“Challenge For The Sake Of Faith - Challenge For The Sake Of Truth - Challenge For The Purpose Of Our Soul”

Teaching Delivered Through

Frances Marie Klug

February 2, 1983

VT830202A

“Challenge need not be an angry war of words or debate, but challenge can be handled with dignity, respect in an honorable way so that only the desire for justice is the goal.

Challenging in sport is a challenge for skill. A challenge at war is a challenge of survival for a cause. Expressing challenge in dealing with one’s Faith in God is a challenge that should never be misunderstood. This challenge is one that should be handled with charity, honesty, reliability, and express generosity in its every mood.

Our innate Faith says to us God is Love, God is Merciful, God is Hope, in God we will always receive justice.

To deal with men who have openly ascribed to a vocation that says, ‘I want to teach all men about God,’ it is a vocation that bears with it a security in the feeling that such a man can be depended upon to direct the Goal of our Soul.

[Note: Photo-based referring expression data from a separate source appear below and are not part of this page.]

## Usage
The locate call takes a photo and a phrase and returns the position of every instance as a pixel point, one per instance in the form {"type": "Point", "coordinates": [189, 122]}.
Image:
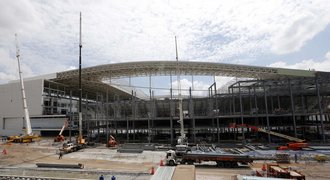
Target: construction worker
{"type": "Point", "coordinates": [101, 177]}
{"type": "Point", "coordinates": [61, 154]}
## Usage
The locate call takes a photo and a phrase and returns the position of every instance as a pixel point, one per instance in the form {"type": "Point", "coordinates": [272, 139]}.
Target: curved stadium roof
{"type": "Point", "coordinates": [92, 76]}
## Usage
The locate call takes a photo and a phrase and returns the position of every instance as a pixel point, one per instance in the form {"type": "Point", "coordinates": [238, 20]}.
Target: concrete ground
{"type": "Point", "coordinates": [21, 159]}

In the innocence of Faith there is sometimes an overconfidence in this man, never wanting to discredit him or to challenge his ideas so it will diminish him in the eyes of others, but we have reached a time in History, a time of honorable challenge in defense of our Faith, insisting that those who have ascribed to this vocation return the respect to us, as they feel they should have from us.

No man is a god. There is only One God. No man is immortal. No man is truly infallible.

Through the years we have been led to believe things that we have gone along with even when we did not agree with them, but these things were based on respect for the vocation even when we did not respect the men.

No one is asking that closets be opened to the world to divulge to the whole world the incompetencies, the idiosyncrasies, the misinterpretations, the conflicts, the power that was utilized to overpower individuals who were in positions of power in the administration area. But, as Roman Catholics, we, as all other men in the world, will have to face God for every thought, word, deed, act or action we perform, right or wrong.

With this responsibility facing us, we must not ignore the Judgment of our acts, of our behavior, and we must have the strength and the courage and the perseverance to stand up and be counted in this world, challenging those who ascribe to being the leaders of our Faith and morals.

Challenge is many times a healthy way to clear the air. Challenge takes sides: for purpose, for reason, to prove a point or to win a cause.

As Roman Catholics, with all this knowledge of the necessity for challenge in our time, we must see challenge in the dignity, respect and honor due our Faith, due our Soul, and due to the very fact that we are dedicated and committed Roman Catholics.”